The biggest problem here is performance. It often takes a very, very long time to load the occurrences.

An occurrence is a sentence of a text in which the searched word is found. If the word is used more than once in the sentence, the new TLA counts this as only one occurrence. By default, the sentence in hieroglyphics, in transcription and in translation is given. This is followed by the incorporation of the occurrence in the hierarchical order of texts and objects, the dating and finally the information of the main author, the further editors and the time of the last change. After that there is a button to view (and reference) only this sentence.

Hieroglyphic writing

The hieroglyphs of the sentence form a continuous text, with a blank space left between each word form. The hieroglyphic word forms can be clicked. One gets to the detailed view of the word in question. The attested word is highlighted by a gray background. The hieroglyphs are shown here as images and not - as in the lemma list - in Unicode. By mouseover you get the code in Manuel de Codage. Occasionally there is the note “Glyphs artificially arranged” in the upper right corner. If we look at it correctly, all sentences have this hint, which already had hieroglyphs in the old TLA. But also new texts can show this hint, cf. https://thesaurus-linguae-aegyptiae.de/sentence/IBcBMTWY5pKI2kRBmwwGBj2lOk4. Sometimes only some sentences of a text have this clue, but others do not, cf. https://thesaurus-linguae-aegyptiae.de/search/sentence?tokens[0].lemma.id=708574. occurrences of 708574 The three occurrences for the personal name Tꜣ-šd.t-Ḫns.w are all from Tb 162 of pBerlin 3031. Only in the last occurrence the hint is given. Are the first two occurrences missing the hint or has the arrangement of the hieroglyphs already been done in the code?
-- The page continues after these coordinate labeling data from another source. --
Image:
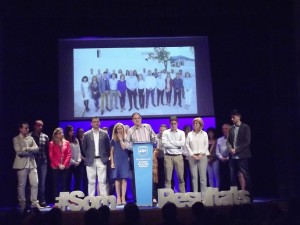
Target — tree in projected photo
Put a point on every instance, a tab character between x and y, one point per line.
161	55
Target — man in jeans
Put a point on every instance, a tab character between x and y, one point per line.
173	141
42	141
238	144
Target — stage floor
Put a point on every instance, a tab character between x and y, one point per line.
152	215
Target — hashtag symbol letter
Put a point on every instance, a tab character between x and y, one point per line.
62	201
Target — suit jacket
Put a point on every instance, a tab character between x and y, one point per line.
88	147
242	143
25	148
59	155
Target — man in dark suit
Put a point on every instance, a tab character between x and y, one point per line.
238	144
96	147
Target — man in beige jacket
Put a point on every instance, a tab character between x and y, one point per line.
25	165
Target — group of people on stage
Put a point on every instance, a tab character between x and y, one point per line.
112	159
139	88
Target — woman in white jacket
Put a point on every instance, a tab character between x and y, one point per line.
197	146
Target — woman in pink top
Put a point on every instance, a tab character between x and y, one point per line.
60	156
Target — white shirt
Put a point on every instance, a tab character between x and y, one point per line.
142	84
221	148
96	141
160	84
150	82
113	83
173	141
75	150
138	134
197	143
131	82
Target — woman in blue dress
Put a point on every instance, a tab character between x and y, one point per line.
119	162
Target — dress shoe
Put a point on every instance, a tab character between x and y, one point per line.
37	206
43	204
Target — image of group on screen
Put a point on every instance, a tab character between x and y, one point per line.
100	165
110	90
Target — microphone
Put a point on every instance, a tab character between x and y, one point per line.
150	134
135	129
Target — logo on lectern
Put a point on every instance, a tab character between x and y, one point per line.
142	151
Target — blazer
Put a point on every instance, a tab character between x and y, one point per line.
88	147
59	156
25	148
242	142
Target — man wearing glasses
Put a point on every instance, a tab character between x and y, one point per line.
173	140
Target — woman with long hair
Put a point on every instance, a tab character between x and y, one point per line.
76	168
85	92
121	87
119	162
60	156
168	88
213	162
188	89
197	146
94	87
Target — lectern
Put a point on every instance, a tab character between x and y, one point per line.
143	162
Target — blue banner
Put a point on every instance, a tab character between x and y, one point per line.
143	160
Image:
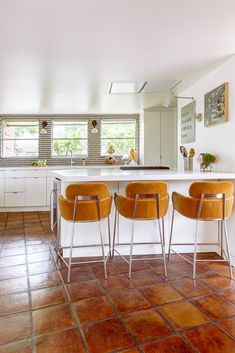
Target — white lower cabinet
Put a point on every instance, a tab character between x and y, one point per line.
15	199
36	191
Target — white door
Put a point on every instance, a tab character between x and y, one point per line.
168	138
152	138
36	191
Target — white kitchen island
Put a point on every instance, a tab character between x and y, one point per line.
117	179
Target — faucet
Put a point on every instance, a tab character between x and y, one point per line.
71	156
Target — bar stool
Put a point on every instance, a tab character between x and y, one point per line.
85	203
207	201
146	201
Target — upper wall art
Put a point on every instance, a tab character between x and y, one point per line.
188	123
216	105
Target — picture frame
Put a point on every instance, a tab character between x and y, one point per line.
216	106
188	123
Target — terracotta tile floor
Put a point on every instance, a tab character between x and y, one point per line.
41	313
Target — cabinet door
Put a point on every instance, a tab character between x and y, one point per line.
49	189
36	191
1	189
152	137
168	138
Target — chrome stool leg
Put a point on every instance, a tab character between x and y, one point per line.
171	234
103	252
162	237
131	248
228	248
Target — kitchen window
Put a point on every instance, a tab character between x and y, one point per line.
20	138
69	136
121	134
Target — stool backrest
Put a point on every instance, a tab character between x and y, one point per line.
214	187
86	189
216	198
147	188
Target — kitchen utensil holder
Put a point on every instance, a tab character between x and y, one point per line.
188	163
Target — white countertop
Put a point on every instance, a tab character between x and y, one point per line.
115	174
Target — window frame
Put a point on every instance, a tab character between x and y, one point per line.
116	121
17	120
54	138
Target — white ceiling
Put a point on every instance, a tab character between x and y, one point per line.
59	56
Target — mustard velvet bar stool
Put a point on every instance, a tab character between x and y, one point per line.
88	202
144	201
207	201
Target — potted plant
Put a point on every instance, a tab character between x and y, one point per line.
206	161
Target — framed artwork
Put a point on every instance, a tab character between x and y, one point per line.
188	124
216	106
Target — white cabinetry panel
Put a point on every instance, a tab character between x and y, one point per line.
1	189
36	191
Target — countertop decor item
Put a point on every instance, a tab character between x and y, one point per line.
206	161
216	105
110	159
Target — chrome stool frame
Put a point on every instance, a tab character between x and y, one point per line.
132	243
222	229
59	249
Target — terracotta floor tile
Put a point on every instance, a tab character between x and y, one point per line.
14	327
146	325
68	341
106	336
217	281
129	300
228	325
14	303
48	296
43	280
145	278
12	260
174	344
85	289
210	339
190	288
116	282
13	272
85	309
19	347
13	251
215	306
41	267
173	271
183	314
13	285
229	294
39	256
131	350
136	266
161	293
78	274
98	270
52	319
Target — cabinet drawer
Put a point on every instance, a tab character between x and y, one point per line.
14	199
15	184
31	173
15	173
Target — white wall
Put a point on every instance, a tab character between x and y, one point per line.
218	139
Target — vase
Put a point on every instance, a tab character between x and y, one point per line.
207	168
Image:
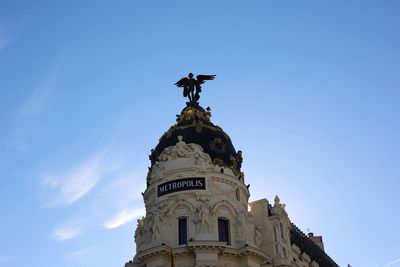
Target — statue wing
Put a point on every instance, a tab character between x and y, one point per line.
182	82
202	78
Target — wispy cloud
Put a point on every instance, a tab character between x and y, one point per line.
124	217
66	233
82	253
391	263
68	187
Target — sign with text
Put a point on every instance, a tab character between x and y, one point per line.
183	184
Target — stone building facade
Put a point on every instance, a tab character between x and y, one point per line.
197	209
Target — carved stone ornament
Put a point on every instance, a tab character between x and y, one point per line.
194	152
278	208
183	150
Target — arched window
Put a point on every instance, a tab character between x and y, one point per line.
182	230
223	230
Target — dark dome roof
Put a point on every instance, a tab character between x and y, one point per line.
194	126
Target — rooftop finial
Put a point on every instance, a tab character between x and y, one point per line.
192	87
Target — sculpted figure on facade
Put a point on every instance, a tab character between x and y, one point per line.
250	227
240	225
140	234
257	236
155	228
203	218
278	208
183	150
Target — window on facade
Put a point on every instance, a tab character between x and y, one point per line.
182	225
223	230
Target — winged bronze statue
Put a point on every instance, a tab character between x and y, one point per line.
192	87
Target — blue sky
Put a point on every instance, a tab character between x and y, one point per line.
309	90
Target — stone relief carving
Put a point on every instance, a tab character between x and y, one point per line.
257	236
202	217
140	234
240	221
278	208
183	150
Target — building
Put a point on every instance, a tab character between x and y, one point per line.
197	209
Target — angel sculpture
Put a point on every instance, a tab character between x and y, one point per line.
192	87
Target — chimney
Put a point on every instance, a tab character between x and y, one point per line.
317	240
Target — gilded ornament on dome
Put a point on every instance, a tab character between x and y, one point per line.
217	145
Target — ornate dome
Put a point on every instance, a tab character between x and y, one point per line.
194	125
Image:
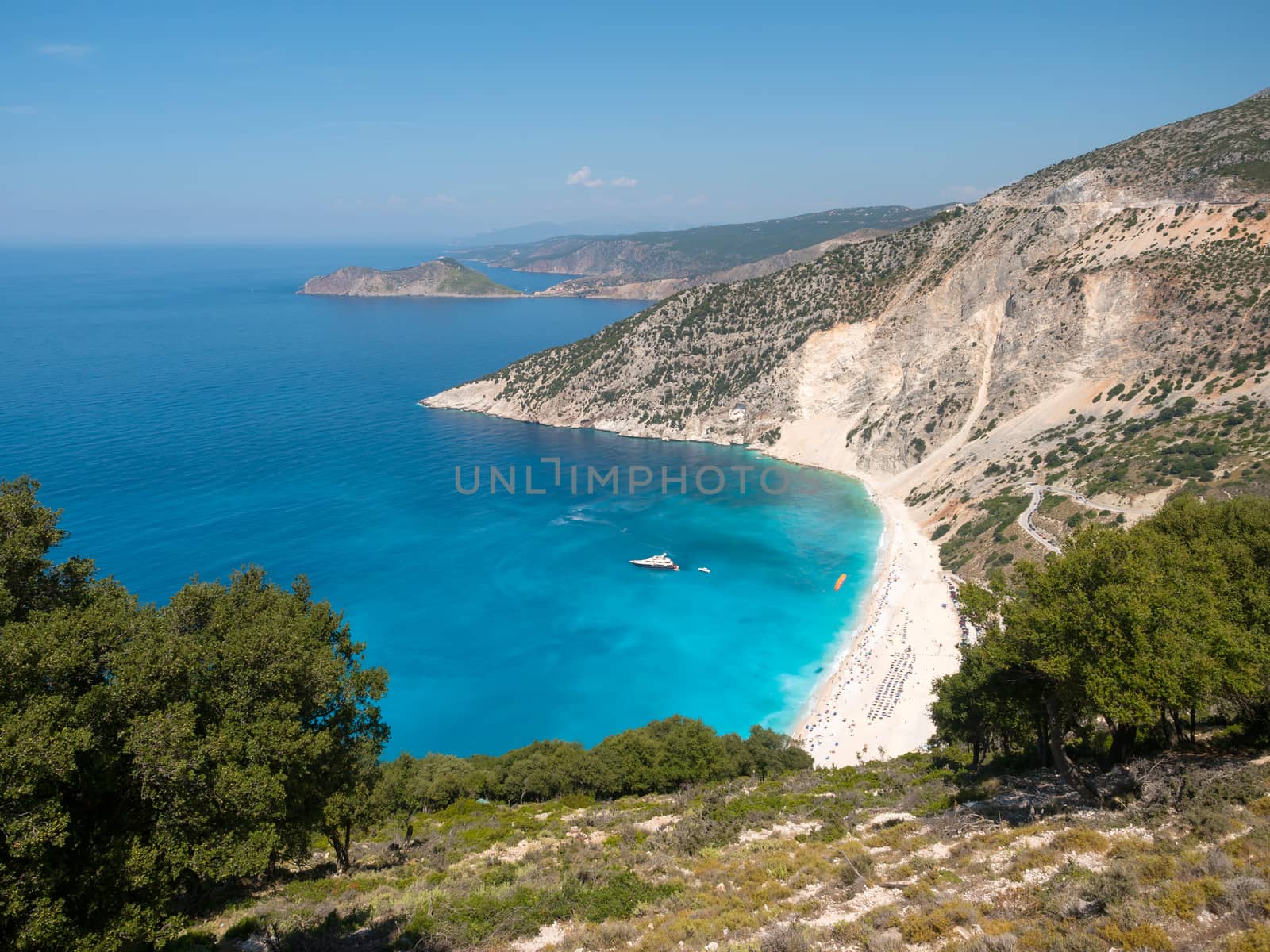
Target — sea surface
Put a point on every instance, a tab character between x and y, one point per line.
190	414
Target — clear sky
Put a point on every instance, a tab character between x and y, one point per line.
381	122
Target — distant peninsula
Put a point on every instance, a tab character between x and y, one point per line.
444	277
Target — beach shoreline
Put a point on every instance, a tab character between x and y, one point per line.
874	700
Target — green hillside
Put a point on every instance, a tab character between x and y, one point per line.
696	251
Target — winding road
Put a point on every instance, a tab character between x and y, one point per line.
1039	490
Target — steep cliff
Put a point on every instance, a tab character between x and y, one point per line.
1075	328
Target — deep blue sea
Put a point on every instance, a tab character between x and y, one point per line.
192	414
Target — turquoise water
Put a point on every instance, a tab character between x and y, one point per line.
192	414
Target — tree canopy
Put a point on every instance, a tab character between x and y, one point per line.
145	749
149	753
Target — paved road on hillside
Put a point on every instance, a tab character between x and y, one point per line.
1039	490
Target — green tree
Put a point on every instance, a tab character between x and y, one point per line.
145	750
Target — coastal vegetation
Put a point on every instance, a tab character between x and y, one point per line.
1124	635
205	776
692	253
154	755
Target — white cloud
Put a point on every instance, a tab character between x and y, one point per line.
584	178
65	51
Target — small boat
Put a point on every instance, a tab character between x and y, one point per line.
662	562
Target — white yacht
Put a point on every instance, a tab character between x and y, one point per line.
662	562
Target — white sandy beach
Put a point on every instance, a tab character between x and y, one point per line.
876	700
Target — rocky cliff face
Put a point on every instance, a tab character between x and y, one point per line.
949	359
441	278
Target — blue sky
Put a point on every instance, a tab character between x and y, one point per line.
384	122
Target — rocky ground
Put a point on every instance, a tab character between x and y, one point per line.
912	854
1073	329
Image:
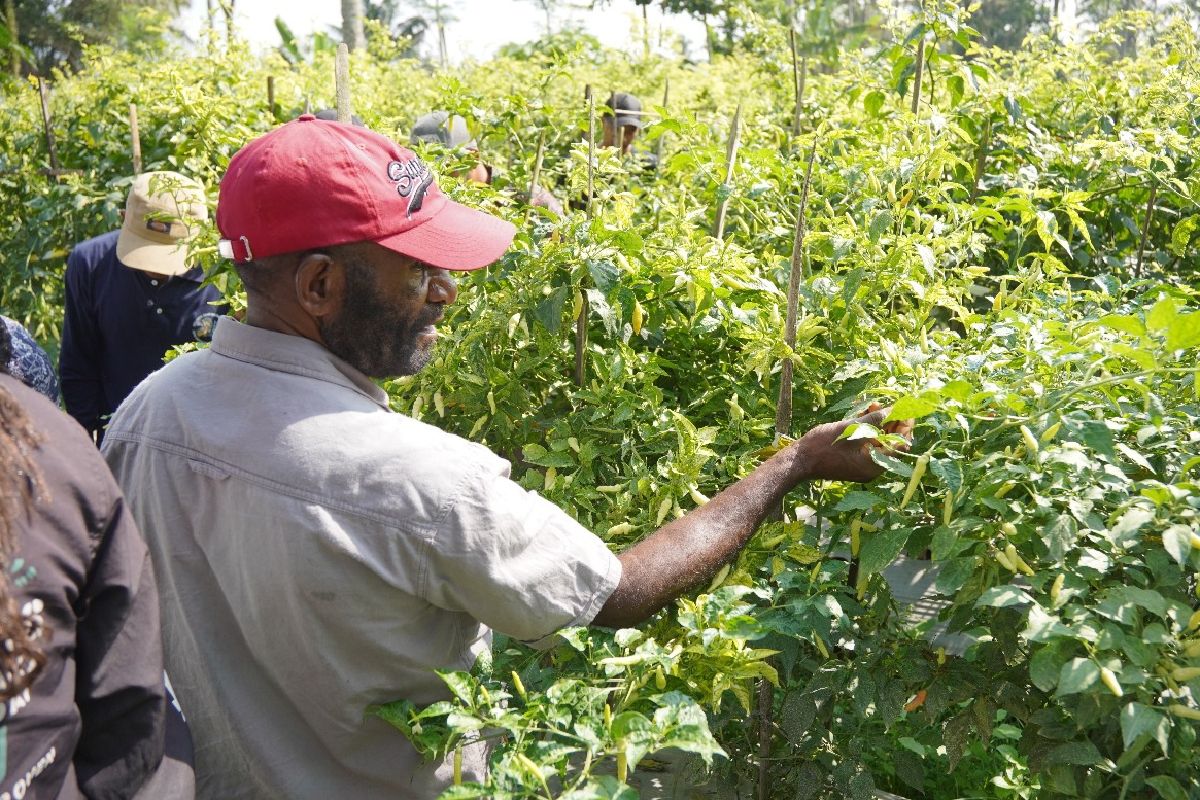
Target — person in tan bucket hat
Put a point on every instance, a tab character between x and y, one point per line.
131	296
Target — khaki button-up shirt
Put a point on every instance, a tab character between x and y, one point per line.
317	553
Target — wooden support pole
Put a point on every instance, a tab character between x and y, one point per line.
51	149
982	158
537	166
798	77
342	83
784	409
918	72
766	715
658	145
731	155
592	145
581	322
1145	227
136	138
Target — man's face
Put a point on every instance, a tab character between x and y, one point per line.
384	328
628	133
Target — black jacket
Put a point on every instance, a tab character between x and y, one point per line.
94	722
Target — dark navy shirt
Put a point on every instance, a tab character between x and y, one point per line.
119	323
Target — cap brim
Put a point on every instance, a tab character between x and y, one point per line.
150	256
459	238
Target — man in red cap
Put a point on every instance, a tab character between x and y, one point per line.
318	553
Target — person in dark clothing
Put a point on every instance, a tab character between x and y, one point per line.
131	296
83	705
29	362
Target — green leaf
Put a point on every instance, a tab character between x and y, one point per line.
1177	542
949	471
550	311
880	224
1044	667
858	501
604	274
1183	332
1123	323
1003	596
1079	753
1078	675
881	549
461	684
913	408
874	102
1162	314
1167	787
1060	536
538	455
1138	720
1181	238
An analysis of the partial extract suggests that in part the arrangement is hard coded. Thus, there are two coding systems side by side: one with arrangement and one where the arrangement is added afterwards. If one looks at the project history, this becomes explicable. Stephan Seidlmayer, the mastermind behind the old TLA, has published the input method of the hieroglyphs in a very readable article: Seidlmayer, Stephan: Bericht über eine Hieroglyphenschreibmaschine. In: GM 209, 2006, 81-90. In the input, the specification of the positioning, i.e. the arrangement, is omitted! From our Unicode perspective, this is perfectly understandable and highly recommended. This procedure was used for the input of the hieroglyphs for the old TLA, so that these texts are arranged artificially in the old and in the new TLA. Obviously, the statement of Mark-Jan Nederhof, which we like to quote so much, applies again:

Following the terminology of Unicode, a character is the smallest component of written language and a glyph is a shape that a character can have when it is rendered or displayed. In Egyptology however, there seem to be tendencies to remain true to the original manuscript while encoding a text, often to the extent of encoding glyphs rather than characters. (Nederhof, Mark-Jan. The Manuel de Codage encoding of hieroglyphs impedes development of corpora. In: Texts, Languages & Information Technology in Egyptology. Edited by Jean Winand & Stéphane Polis. 2013. 104.)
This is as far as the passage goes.